For thousands of years, the Chinese people have been drinking tea. The daily habit gradually became a treasure of the traditional Chinese culture and has since benefited the world in its unique way. Through the guided tour, the journalists learned about the origin, development, prosperity and overseas promotion of the Chinese tea culture, impressed with its long history and profoundness.

The delegation arrived at the China National Silk Museum, the largest silk museum in the world, on the morning of June 2. After visiting the Silk Road Gallery, Sericulture Gallery, Weaving Gallery, Conservative Gallery and Fashion Gallery, the journalists expressed their appreciation of and admiration for the Chinese silk culture.

During the visit, Wang Cheng, chief editor of the Persian website of SISU, emphasized the importance of strengthening partnership with Belt and Road countries, including Iran. He said that students would be able to better understand the local culture and connect with the local people through the learning of the people’s language.
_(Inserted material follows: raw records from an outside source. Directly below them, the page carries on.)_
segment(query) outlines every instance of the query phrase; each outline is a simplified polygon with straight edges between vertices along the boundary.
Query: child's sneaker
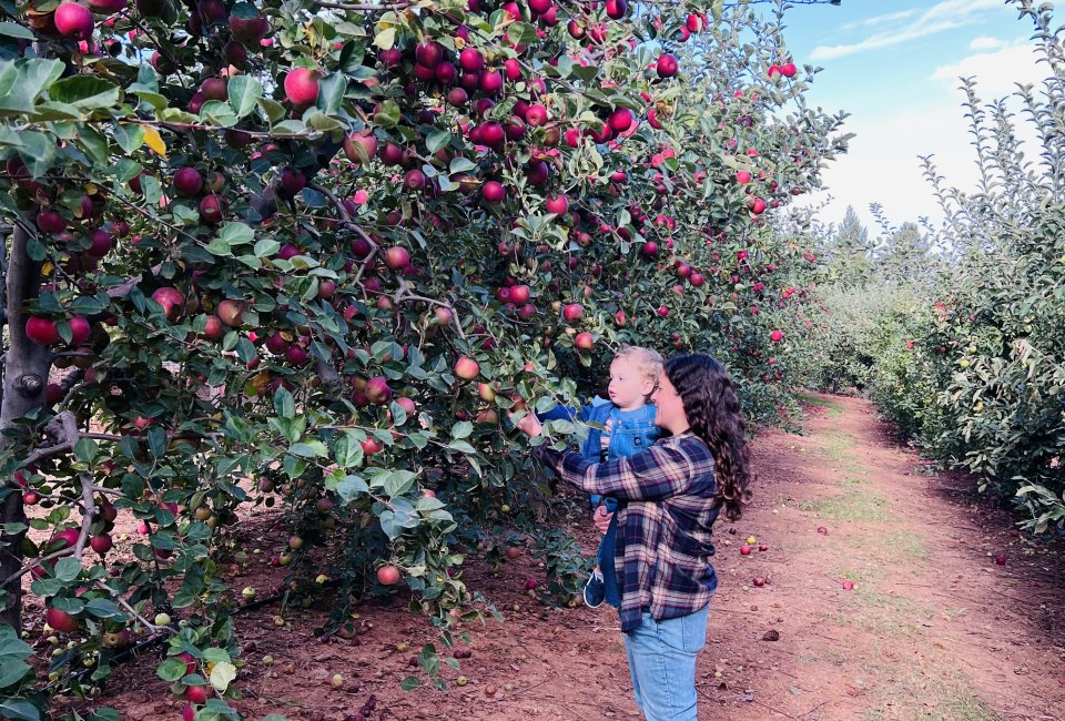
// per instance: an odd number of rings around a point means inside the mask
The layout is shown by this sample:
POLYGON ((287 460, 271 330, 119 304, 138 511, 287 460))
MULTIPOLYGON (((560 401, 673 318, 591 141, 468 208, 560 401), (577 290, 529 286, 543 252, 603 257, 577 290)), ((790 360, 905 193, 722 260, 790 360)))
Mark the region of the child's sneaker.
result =
POLYGON ((585 606, 588 608, 599 608, 607 597, 607 586, 602 582, 602 572, 597 568, 588 577, 585 583, 585 606))

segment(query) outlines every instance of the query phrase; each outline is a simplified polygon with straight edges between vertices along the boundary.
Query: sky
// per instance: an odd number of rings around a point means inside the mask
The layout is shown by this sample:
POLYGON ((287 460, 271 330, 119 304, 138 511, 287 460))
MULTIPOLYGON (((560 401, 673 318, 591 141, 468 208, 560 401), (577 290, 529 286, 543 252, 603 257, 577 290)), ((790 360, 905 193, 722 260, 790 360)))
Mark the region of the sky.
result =
POLYGON ((958 78, 975 75, 978 95, 992 100, 1047 72, 1036 63, 1031 20, 1018 20, 1004 0, 842 0, 795 6, 785 24, 794 62, 823 69, 808 103, 849 112, 844 130, 856 134, 823 174, 832 196, 819 214, 825 223, 839 223, 851 205, 879 231, 869 211, 874 202, 893 225, 941 221, 919 155, 934 154, 949 185, 973 187, 975 154, 958 78))

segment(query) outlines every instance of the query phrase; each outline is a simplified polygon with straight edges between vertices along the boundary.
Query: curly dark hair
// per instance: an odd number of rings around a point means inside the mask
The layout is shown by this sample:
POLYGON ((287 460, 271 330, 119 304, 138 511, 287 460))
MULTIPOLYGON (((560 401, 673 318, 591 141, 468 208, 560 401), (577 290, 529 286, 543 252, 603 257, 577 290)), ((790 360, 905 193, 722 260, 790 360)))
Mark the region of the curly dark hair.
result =
POLYGON ((691 431, 702 438, 713 454, 717 476, 717 502, 724 517, 739 519, 751 499, 747 423, 740 410, 736 385, 714 358, 694 353, 679 355, 666 363, 666 377, 677 388, 691 431))

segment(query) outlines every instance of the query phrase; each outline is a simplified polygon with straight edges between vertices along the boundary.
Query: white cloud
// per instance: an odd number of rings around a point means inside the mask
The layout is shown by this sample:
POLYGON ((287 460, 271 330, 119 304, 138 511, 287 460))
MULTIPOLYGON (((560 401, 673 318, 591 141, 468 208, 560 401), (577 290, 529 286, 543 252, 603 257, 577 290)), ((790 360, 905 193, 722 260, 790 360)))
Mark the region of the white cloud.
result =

Wang Hongyu, a postgraduate in Journalism, said that we should make it our mission to spread our splendid Chinese silk culture to the world.

Silk, whether it is in form of products, technology or art, has long played a major role in Chinese civilization and was a key factor in the creation of the Silk Road, which contributed significantly to the exchanges between the Eastern and the Western cultures. At the museum, we learned about the history of silk, which spanned over five thousand years, from its early origins to the formation of a classical manufacturing system, from the monumental growth in the Wei, Jin, Southern and Northern Dynasties to the co-existence of different styles in the Sui Tang Dynasty, which gradually evolved into two major styles in the Song Dynasty, one in the north and one in the southern. A zenith was reached in the Ming and Qing Dynasties, contributing to the “China Fever” in the West in around the 18th century.

The multilingual press delegation is led by the Office of University Communication, the chief editors of the multilingual websites and the new media center of SISU.